We are a bit confused and concerned about this situation. Please help us find what exactly wrong we are doing.

Thanks,

B

Looks like you are hitting https://issues.couchbase.com/browse/MB-24594. The fix is available in 4.6.3 and 5.0.0

Work around will be make Right side of the Index JOIN not covered by removing some key from the Index.

Example: CREATE INDEX idx_relationship_syntax1 ON users(‘u:’ || to_string(uidhi)) WHERE (tp = ‘rel’) USING GSI;
CREATE INDEX idx_relationship_syntax2 ON users(‘u:’ || to_string(uidlow)) WHERE (tp = ‘rel’) USING GSI;

I don’t know much of data model and applications but you have high selective predicate on right side i.e r.uidlow = 4 why are not considering the LOOK UP joins (even though right side is not covered)

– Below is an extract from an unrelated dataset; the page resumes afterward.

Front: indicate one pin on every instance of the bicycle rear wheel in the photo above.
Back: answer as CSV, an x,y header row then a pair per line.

CREATE INDEX idx_4 ON default(uidlow, moddt, uidhi, status, src) WHERE (tp = 'rel') USING GSI;
CREATE INDEX idx_4 ON default(uidhi, moddt, uidlow, status, src) WHERE (tp = 'rel') USING GSI;
SELECT r.status, r.src, u.fsname FROM default r
JOIN default u ON KEYS 'u:' || to_string(r.uidhi)
WHERE r.uidlow = 4 and (r.moddt is missing or r.moddt >= 0) and r.tp = 'rel' and u.fsname is not missing and u.tp = 'u';
SELECT r.status, r.src, u.fsname FROM default r
JOIN default u ON KEYS  'u:' || to_string(r.uidlow)
WHERE r.uidhi = 4 and (r.moddt is missing or r.moddt >= 0) and r.tp = 'rel' and u.fsname is not missing and u.tp = 'u';

When will 4.6.3 and 5.0.0 be available for Enterprise community?
We used have LOOK UP JOINs and are now moving to INDEXJOIN JOINs to improve performance. I guess we will have to wait till 4.6.3 to do that.
Thank you :slight_smile:
B

@Baker a sidenote: with 5.0, you can use Index Replicas : https://blog.couchbase.com/transition-index-replicas/